O Centro Franco-Brasileiro da Biodiversidade Amazônica (CFBBA) me traz de volta a fala do Iraçu e recrudesce o pensamento complexo de Edgar Morin em torno das críticas às explicações simples e das verdades absolutas diante das incertezas amazônicas e de um passado que ainda está por vir. O futuro é ancestral, afirma Ailton Krenak ao se reportar às coisas simples da vida e a uma natureza que se comunica e sofre.
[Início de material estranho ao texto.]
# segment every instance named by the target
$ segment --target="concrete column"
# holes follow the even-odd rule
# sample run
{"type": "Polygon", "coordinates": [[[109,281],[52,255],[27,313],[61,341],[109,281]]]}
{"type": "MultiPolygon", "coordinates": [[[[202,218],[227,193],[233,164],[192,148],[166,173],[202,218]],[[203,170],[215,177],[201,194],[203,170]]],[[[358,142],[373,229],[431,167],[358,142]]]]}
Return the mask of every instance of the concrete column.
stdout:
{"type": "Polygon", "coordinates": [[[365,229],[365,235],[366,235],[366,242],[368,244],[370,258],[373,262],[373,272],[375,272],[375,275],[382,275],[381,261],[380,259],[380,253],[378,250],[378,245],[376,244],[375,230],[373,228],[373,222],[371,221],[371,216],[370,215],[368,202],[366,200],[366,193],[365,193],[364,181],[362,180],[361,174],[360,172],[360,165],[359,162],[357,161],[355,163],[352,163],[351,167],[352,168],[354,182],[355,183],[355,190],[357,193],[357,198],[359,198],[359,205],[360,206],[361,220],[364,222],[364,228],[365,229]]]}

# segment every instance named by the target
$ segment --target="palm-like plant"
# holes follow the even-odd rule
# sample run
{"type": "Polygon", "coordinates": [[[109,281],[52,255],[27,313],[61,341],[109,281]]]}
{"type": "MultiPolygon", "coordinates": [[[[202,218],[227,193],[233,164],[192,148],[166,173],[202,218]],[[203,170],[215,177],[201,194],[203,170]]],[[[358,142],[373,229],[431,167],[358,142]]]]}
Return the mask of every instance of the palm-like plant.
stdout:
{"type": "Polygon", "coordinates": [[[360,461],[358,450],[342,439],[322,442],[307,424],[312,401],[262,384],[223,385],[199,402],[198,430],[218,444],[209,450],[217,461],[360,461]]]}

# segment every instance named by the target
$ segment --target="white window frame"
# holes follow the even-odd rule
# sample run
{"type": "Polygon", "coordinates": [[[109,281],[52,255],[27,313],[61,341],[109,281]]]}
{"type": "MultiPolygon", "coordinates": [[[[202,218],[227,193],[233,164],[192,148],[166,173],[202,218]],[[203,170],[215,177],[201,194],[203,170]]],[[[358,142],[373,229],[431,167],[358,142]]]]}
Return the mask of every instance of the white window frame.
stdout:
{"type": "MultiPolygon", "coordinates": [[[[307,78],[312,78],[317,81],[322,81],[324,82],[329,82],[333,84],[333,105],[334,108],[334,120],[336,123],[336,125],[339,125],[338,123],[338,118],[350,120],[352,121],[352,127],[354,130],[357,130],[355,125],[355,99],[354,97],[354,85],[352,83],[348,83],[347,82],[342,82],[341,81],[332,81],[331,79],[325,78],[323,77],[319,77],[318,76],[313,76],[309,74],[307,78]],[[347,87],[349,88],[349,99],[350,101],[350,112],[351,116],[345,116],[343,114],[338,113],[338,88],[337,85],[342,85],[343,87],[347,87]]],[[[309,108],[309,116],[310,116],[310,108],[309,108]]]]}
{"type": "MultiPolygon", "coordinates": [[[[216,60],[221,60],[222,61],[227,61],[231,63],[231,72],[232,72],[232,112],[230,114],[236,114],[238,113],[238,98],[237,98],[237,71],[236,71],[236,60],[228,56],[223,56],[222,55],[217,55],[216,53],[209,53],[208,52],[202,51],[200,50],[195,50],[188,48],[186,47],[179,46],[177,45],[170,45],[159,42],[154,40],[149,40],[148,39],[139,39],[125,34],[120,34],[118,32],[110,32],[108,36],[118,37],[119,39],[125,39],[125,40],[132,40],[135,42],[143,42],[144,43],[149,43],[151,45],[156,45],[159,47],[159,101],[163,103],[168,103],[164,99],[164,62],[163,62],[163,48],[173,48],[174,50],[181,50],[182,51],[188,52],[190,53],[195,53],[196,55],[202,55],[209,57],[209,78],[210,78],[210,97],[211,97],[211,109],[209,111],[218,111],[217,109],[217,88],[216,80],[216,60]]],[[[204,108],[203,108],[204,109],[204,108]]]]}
O CFBBA foi criado em 2008 como parte de um acordo binacional Brasil-França, celebrado entre os presidentes Lula e Sarkozy, mediado pelo então governador do Amapá, João Alberto Capiberibe. O objetivo do CFBBA era o fortalecimento da pesquisa em biodiversidade na Amazônia e seu uso sustentável (hoje, bioeconomia). Tinha como suporte operacional a instalação: 1) de quatro estações científicas no Amapá (Oiapoque, Bailique, Laranjal do Jari e Serra do Navio); 2) de uma base avançada de pesquisa no Parque Nacional Montanhas do Tumucumaque; e c) da Universidade Binacional do Oiapoque.
O CFBBA seria movimentado por uma rede de instituições localizadas no Amapá (Universidade Federal do Amapá – UNIFAP e Instituto de Pesquisas Científicas e Tecnológicas do Amapá – IEPA); no Pará (Museu Paraense Emílio Goeldi – MPEG); e no Amazonas (Instituto Nacional de Pesquisa da Amazônia – INPA). A administração caberia ao Amapá, tendo como ponto focal o IEPA, com indicação de sua federalização. Os recursos seriam providos pelo Ministério da Ciência, Tecnologia e Inovação (MCTI) pelo lado brasileiro e pelo orçamento de pesquisa do governo francês.
Nenhuma ação do CFBBA se efetivou, tendo o projeto se reduzido ao Campus Binacional do Oiapoque (que nunca foi binacional), vinculado à UNIFAP e que hoje se propõe a ser uma universidade autônoma, mas mantendo os mesmos vícios pedagógicos de uma universidade colonizada pela ciência dos brancos do norte global. Não vai funcionar!
Em 2023, os presidentes Lula e Emmanuel Macron resgataram o CFBBA, mantendo os objetivos do projeto original, mas sem definir dotação orçamentária. O CFBBA está sob a gestão do MCTI, que mantém uma representação ligada ao INPA como direção nacional e sem nenhuma ação efetiva que tenha aderência ao acordo firmado em 2008 pelos presidentes Lula e Sarkozy.
O CFBBA nasceu como um projeto centrado no Amapá para diminuir os desequilíbrios regionais da pesquisa, atualmente concentrada no INPA (Manaus) e no MPEG (Belém). É possível que nem o MCTI conheça a história do CFBBA. Sua condição hoje é medíocre e só aumenta as distâncias institucionais que historicamente têm privilegiado os grandes centros regionais da Amazônia.
Assim como o Projeto de Lei no 107/2004, que instituía o Plano de Desenvolvimento Regional dos Municípios do Entorno do Parque Nacional Montanhas do Tumucumaque; a construção ecológica da BR-156 (com respeito à natureza); a reconstrução da Estrada de Ferro do Amapá e de tantos outros projetos a serem listados pelo Iraçu Colares, o CFBBA também vai para a lista que tem colocado o Amapá como o arrabalde da Amazônia e do Brasil.
*Marco Antonio Chagas, doutor em ciências – desenvolvimento socioambiental pelo Núcleo de Altos Estudos Amazônicos da UFPA. Professor da Universidade Federal do Amapá (UNIFAP).